While most of us are already happy with the quality of the Camera on our smartphones, you certainly took the bait of smartphone vendors.
Most if not all smartphones in the market are improving how their cameras work. From introducing higher megapixels, AI, smaller lens aperture and so forth, smartphones can take an increasingly great pictures, recognize faces, take slow-motion pictures in a very crisp high definition and more.
In a research, cameras and display capabilities have gone far better than how our eyes have evolved. Most of us can't see much of a difference between one high-quality photo and another high-quality one despite the two being taken with different cameras.
With the advancement of Technology, companies are increasingly adopt camera data with computational processing. What this means, improvement in quality is not anymore based on raw light, but rather than the data the camera receives.
Here, camera on smartphones create an image by involving complex mathematics and modelling. Using ground-breaking technology based on different sensors, data are combined using a computer to provide an even better image.
While this is certainly a good thing for consumers, the technological feat is more like improvements of the existing digital camera technology: they don't change your perception about cameras, nor changing the way you take or think about pictures.
The next technological feats, are creating cameras that can see the unseen.
Like seeing what lies around the corner, seeing through walls, and even imaging deep inside the human body and brain, all without involving electromagnetic radiation or technologies that are typically used only for experiments in particle physics.
Usually, cameras can capture lights that travel through the air. But by understanding how light can also be reflected and travel around different substances, you can also create cameras capable of taking photos of something that is well hidden from our very eyes.
The techniques involve how computers combine images with models to explain how light travels through different medium.
This additional layer of computational processing magically frees us from the chains of conventional imaging techniques. With this technology, you may not even need cameras at all. Instead, you will be using light detectors that once were considered unique to imaging only.
As a result, cameras can accomplish incredible things: like seeing through walls, knowing what lies behind a fog and what lies deep inside the human body.
Two examples that use this technology:
- Single-Pixel Cameras: Typical cameras use a lot of pixels to capture a scene that is usually illuminated by one light source.

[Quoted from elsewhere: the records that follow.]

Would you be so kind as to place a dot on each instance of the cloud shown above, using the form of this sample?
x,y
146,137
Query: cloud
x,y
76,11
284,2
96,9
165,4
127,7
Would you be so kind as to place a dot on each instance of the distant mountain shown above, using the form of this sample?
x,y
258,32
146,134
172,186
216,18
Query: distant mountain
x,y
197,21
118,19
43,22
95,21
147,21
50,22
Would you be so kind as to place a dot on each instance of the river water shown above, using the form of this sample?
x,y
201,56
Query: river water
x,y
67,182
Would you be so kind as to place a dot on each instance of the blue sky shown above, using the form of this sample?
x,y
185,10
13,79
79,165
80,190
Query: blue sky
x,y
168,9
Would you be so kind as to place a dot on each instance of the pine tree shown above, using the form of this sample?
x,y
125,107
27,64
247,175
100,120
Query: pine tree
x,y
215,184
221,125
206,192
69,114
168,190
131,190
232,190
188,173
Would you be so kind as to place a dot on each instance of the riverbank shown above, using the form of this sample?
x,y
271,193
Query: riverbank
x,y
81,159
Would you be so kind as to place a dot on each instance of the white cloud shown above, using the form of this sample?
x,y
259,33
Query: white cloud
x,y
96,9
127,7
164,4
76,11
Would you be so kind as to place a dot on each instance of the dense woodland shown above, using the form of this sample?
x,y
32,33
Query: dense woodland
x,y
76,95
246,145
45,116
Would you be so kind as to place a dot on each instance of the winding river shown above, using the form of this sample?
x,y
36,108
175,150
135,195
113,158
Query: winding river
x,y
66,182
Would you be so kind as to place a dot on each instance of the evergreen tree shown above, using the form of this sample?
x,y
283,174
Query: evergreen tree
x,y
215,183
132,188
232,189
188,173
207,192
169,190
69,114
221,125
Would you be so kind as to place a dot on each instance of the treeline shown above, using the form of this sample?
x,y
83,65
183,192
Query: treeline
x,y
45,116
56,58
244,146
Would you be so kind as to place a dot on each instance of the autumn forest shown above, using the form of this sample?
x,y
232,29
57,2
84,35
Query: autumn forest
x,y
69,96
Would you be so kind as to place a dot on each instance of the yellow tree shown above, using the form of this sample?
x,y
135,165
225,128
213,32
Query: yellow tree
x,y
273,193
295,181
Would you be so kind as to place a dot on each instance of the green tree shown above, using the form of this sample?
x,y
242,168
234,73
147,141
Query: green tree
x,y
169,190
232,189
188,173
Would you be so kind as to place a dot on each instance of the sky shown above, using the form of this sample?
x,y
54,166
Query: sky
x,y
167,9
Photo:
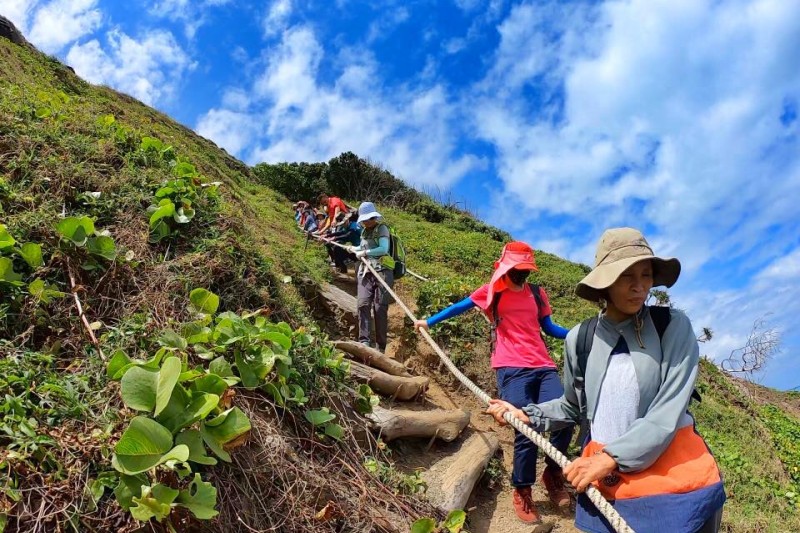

Using the single-pixel camera technology, you can generate images using the other way around: capturing information from many light sources using one pixel.
A simple data projector illuminates the scene on one spot at a time, or with a series of different patterns. For each illumination spot or pattern, the reflected light can be put together to create one final image.
- Multi-Sensor Imaging: Acquiring lots of information using different detectors pointed at the same scene.
The technology is capable in producing pictures that are made from combinations of many different images taken at different wavelengths. Those images can then be refocused using algorithms after the image has been taken.
Some of these technologies and their applications require through research and time to fully develop. Because they go where no typical cameras have gone before, they rely on our underlying knowledge of physics, as well as the combination of new technology and computer advancements.